In [11]:
import warnings
warnings.filterwarnings("ignore")

from helper import get_openai_api_key
openai_api_key = get_openai_api_key()

In [16]:
import json
from IPython.display import display, Markdown, HTML
from openai import OpenAI

client = OpenAI(api_key=openai_api_key)
GPT_MODEL = 'gpt-4o'
GPT_MODEL_MINI = 'gpt-40-mini'
o1_MODEL = 'o1-mini'

In [None]:
no_CoT_prompt = ("Generate a function that outputs the SMILES IDs for all the molecules involved in insulin.")
response = client.chat.completions.create(model=GPT_MODEL,messages=[{"role":"user","content": no_CoT_prompt}])

In [18]:
display(HTML('<div style="background-color: #f0fff8; padding: 10px; border-radius: 5px; border: 1px solid #d3d3d3;"></hr><h2>🔽 &nbsp; Markdown Output – Beginning</h2></hr></div>'))
display(Markdown(response.choices[0].message.content))
display(HTML('<div style="background-color: #fff4f4; padding: 10px; border-radius: 5px; border: 1px solid #d3d3d3;"></hr><h2>🔼 &nbsp; Markdown Output – End</h2></hr></div>'))

Creating a function that outputs the SMILES (Simplified Molecular Input Line Entry System) notation for all molecules involved in insulin is quite challenging due to the complexity of insulin. Insulin is a peptide hormone composed of two peptide chains (A chain and B chain) connected by disulfide bonds. Each of these chains consists of a sequence of amino acids. Representing entire proteins or complex peptides like insulin using SMILES is not typical, as SMILES is generally used for small molecules.

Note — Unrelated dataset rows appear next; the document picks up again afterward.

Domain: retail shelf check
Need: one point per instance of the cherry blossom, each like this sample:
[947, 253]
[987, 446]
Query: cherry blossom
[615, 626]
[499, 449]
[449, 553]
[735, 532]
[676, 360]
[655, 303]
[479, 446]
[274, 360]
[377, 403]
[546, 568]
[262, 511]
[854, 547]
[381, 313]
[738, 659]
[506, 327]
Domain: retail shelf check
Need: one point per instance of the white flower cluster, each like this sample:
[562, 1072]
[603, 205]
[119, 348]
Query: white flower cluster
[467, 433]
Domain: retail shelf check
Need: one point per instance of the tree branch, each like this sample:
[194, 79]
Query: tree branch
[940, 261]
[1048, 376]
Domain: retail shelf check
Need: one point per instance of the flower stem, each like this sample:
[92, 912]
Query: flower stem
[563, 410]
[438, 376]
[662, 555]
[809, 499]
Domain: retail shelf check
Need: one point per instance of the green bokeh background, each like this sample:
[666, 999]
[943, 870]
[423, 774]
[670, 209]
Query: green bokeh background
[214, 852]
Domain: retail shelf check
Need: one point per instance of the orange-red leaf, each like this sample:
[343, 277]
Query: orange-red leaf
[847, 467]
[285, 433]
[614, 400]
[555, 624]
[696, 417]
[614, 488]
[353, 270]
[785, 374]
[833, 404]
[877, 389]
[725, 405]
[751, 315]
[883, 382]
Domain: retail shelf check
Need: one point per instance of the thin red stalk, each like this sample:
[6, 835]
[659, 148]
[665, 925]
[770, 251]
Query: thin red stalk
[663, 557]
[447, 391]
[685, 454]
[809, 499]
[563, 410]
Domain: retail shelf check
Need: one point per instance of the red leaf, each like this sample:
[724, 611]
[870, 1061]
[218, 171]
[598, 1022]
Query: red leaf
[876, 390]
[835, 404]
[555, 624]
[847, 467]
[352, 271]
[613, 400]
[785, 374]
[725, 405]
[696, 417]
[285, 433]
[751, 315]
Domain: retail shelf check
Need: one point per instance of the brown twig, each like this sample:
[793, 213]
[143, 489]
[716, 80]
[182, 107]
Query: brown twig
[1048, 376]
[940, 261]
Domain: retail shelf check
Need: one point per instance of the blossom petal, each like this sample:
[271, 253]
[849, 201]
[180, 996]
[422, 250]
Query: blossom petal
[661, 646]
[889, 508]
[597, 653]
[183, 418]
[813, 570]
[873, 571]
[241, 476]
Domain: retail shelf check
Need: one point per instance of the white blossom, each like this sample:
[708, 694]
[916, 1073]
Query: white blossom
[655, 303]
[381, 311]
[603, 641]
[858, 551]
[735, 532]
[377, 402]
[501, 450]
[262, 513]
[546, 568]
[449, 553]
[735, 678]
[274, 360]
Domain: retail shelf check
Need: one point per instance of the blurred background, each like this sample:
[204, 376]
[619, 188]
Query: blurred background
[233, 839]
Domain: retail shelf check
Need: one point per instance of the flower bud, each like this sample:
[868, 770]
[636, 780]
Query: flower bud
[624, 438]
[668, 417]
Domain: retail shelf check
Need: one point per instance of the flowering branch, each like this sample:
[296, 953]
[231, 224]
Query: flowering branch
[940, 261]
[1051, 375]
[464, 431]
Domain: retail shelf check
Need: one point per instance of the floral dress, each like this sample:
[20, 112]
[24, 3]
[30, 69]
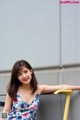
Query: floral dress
[20, 110]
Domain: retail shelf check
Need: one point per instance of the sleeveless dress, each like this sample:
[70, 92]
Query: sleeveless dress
[20, 110]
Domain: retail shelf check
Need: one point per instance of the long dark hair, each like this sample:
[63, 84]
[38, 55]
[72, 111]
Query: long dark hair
[15, 83]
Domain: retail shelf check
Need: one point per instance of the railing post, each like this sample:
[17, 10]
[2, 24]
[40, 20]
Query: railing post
[67, 103]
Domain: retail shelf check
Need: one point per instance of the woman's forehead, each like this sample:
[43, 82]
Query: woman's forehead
[22, 68]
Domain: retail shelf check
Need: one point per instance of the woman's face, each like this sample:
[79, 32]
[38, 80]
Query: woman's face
[25, 75]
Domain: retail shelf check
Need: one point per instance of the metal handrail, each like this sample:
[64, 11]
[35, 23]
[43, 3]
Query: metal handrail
[67, 103]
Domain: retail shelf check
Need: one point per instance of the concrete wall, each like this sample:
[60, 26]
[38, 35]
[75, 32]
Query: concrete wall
[45, 33]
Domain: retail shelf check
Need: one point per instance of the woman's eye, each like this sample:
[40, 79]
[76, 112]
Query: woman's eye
[19, 74]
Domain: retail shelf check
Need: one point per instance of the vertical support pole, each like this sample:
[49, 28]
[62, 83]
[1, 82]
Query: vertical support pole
[67, 103]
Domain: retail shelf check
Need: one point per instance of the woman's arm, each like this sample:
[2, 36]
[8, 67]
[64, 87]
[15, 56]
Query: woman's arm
[48, 89]
[8, 103]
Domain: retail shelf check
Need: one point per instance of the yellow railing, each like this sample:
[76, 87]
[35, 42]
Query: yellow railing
[67, 103]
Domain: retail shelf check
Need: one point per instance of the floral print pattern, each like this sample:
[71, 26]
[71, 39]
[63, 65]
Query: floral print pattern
[20, 110]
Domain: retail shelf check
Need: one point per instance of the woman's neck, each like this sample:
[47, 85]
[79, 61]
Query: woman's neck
[25, 87]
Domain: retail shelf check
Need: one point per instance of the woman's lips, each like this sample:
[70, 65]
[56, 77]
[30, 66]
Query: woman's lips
[25, 79]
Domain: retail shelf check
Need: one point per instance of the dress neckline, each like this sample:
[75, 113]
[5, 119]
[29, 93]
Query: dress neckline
[25, 101]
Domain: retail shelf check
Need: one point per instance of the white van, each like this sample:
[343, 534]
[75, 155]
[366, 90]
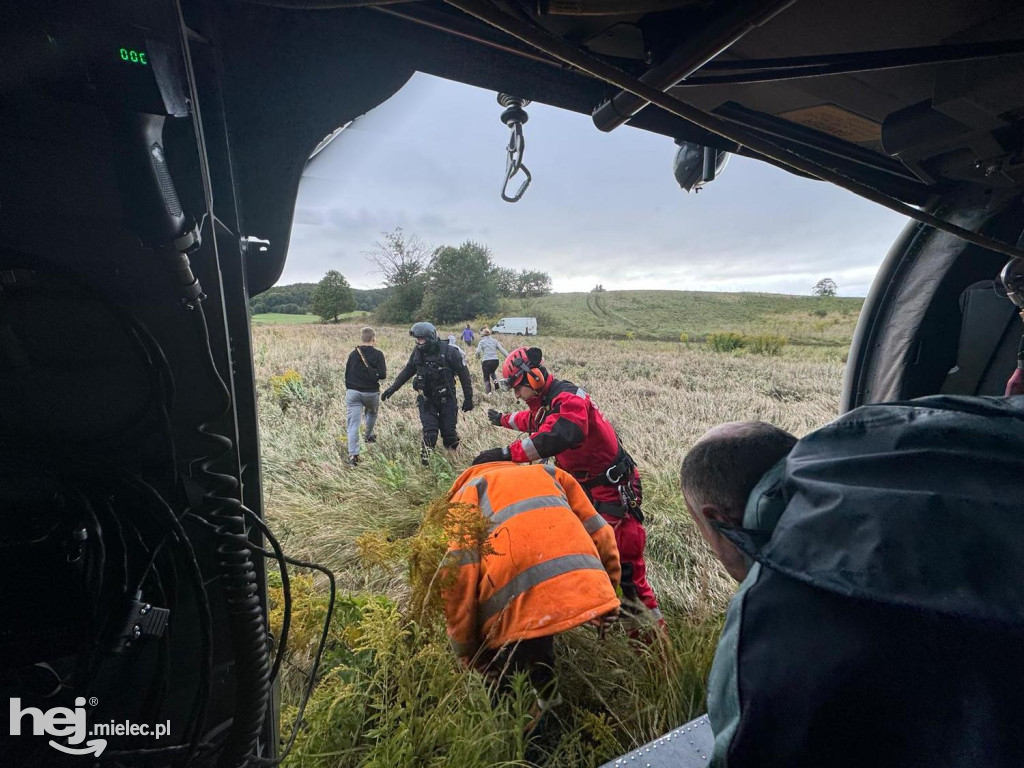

However, if you're looking to represent the basic building blocks or a simplified version of insulin, you would first need the SMILES for each amino acid involved. Below is a Python function that provides SMILES strings for common amino acids. You could extend this to map the ones found in insulin, albeit insulin is better represented in its entirety through sequence databases rather than as SMILES due to its complexity.

```python
def get_amino_acid_smiles(amino_acid):
    # Dictionary mapping single-letter amino acid codes to SMILES
    amino_acid_smiles = {
        'A': 'CC(C(=O)O)N',        # Alanine
        'R': 'C(C(C(=O)O)N)CN=C(N)N', # Arginine
        'N': 'CC(C(=O)O)NC(=O)C',  # Asparagine
        'D': 'CC(C(=O)O)C(=O)O',   # Aspartic acid
        'C': 'C(C(C(=O)O)N)S',     # Cysteine
        'Q': 'CCC(C(=O)O)NC(=O)C', # Glutamine
        'E': 'CCC(C(=O)O)C(=O)O',  # Glutamic acid
        'G': 'C(C(=O)O)N',         # Glycine
        'H': 'C1=C(NC=N1)C(C(=O)O)N', # Histidine
        'I': 'CC(C)C(C(=O)O)N',    # Isoleucine
        'L': 'C(C(C(=O)O)N)CC',    # Leucine
        'K': 'CCCC(C(=O)O)N',      # Lysine
        'M': 'CSCC(C(=O)O)N',      # Methionine
        'F': 'CC(C(=O)O)N',        # Phenyalanine
        'P': 'C1CNC1C(=O)O',       # Proline
        'S': 'C(C(C(=O)O)N)O',     # Serine
        'T': 'C(C(C(=O)O)N)O',     # Threonine
        'W': 'C1=CC=C2C(=C1)C(=CN2)C(=O)O', # Tryptophan
        'Y': 'C1=CC=C(C=C1)CC(C(=O)O)N', # Tyrosine
        'V': 'CC(C(=O)O)N',        # Valine
    }
    
    return amino_acid_smiles.get(amino_acid.upper(), "Unknown")

# Example usage:
amino_acid = 'A'  # Alanine, for example
print(get_amino_acid_smiles(amino_acid))
```

For specific insulin structure, you'd need to map its amino acid sequence using the above dictionary. However, insulin is better represented by peptide sequences using FASTA format or in databases like PDB or UniProt rather than trying to force it into SMILES.